Henry drank some more wine and mellowed up a little. Every now and then he’d look around the big room with its lace curtains and its scrubbed tile floor and it’s big fourposter bed and make a popping sound with his lips and mutter: “Pretty soft.” Dick took him out and set him up to a fine dinner at his favorite bistro and then went around and fixed him up with Minette, who was the bestlooking girl at Madame Patou’s.
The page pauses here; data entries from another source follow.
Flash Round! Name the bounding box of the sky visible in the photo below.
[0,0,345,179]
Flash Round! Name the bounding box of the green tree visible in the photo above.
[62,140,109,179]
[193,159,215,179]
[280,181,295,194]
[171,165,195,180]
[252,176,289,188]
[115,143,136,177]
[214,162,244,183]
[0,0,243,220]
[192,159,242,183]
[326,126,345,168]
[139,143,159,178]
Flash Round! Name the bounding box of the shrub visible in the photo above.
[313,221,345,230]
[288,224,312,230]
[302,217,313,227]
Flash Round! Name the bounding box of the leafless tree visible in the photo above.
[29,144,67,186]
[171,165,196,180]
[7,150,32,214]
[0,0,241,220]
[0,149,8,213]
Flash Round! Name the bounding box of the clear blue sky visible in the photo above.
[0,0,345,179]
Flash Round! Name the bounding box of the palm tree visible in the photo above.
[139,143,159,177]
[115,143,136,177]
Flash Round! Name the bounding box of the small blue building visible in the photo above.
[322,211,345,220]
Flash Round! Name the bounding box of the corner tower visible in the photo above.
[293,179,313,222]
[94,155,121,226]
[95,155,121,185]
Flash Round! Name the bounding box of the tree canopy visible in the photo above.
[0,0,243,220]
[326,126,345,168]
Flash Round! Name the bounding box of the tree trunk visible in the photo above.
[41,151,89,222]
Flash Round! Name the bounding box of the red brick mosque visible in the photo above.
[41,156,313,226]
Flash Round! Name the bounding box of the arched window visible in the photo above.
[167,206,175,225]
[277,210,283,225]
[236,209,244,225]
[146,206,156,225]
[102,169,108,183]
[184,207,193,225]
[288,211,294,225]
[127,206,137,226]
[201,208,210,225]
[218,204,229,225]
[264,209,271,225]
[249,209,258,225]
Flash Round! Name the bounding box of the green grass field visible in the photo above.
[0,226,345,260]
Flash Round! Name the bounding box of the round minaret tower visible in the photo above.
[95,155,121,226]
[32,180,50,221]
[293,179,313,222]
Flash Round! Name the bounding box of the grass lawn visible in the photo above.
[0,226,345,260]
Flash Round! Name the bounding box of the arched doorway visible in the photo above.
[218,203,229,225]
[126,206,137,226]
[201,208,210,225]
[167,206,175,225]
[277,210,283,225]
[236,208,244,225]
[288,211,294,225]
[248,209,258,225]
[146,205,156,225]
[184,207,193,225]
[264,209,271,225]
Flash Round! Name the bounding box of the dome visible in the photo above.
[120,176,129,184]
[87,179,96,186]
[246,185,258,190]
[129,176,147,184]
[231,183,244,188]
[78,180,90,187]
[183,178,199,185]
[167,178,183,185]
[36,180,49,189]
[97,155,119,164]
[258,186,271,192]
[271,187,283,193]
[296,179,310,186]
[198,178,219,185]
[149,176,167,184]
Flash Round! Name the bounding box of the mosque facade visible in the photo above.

After Henry had gone upstairs, Dick sat in the parlor a few minutes with a girl they called Dirty Gertie who had hair dyed red and a big floppy painted mouth, drinking the bad cognac and feeling blue. “Vous triste?” she said, and put her clammy hand on his forehead. He nodded. “Fièvre… trop penser… penser no good… moi aussi.” Then she said she’d kill herself but she was afraid, not that she believed in God, but that she was afraid of how quiet it would be after she was dead. Dick cheered her up, “Bientot guerre finee. Tout le monde content go back home.” The girl burst out crying and Madame Patou came running in screaming and clawing like a seagull. She was a heavy woman with an ugly jaw. She grabbed the girl by the hair and began shaking her. Dick was flustered. He managed to make the woman let the girl go back to her room, left some money and walked out. He felt terrible. When he got home he felt like writing some verse. He tried to recapture the sweet and heavy pulsing of feelings he used to have when he sat down to write a poem. But all he could do was just feel miserable so he went to bed. All night half thinking half dreaming he couldn’t get Dirty Gertie’s face out of his head. Then he began remembering the times he used to have with Hilda at Bay Head and had a long conversation with himself about love: Everything’s so hellishly sordid… I’m sick of whores and chastity, I want to have love affairs. He began planning what he’d do after the war, probably go home and get a political job in Jersey; a pretty sordid prospect.
He was lying on his back staring at the ceiling that was livid with dawn when he heard Henry’s voice calling his name down in the street outside; he tiptoed down the cold tiled stairs and let him in.
“Why the hell did you let me go with that girl, Dick? I feel like a louse… Oh Christ… mind if I have half this bed, Dick? I’ll get me a room in the morning.” Dick found him a pair of pyjamas and made himself small on his side of the bed. “The trouble with you, Henry,” he said, yawning, “is that you’re just an old Puritan… you ought to be more continental.”
“I notice you didn’t go with any of those bitches yourself.”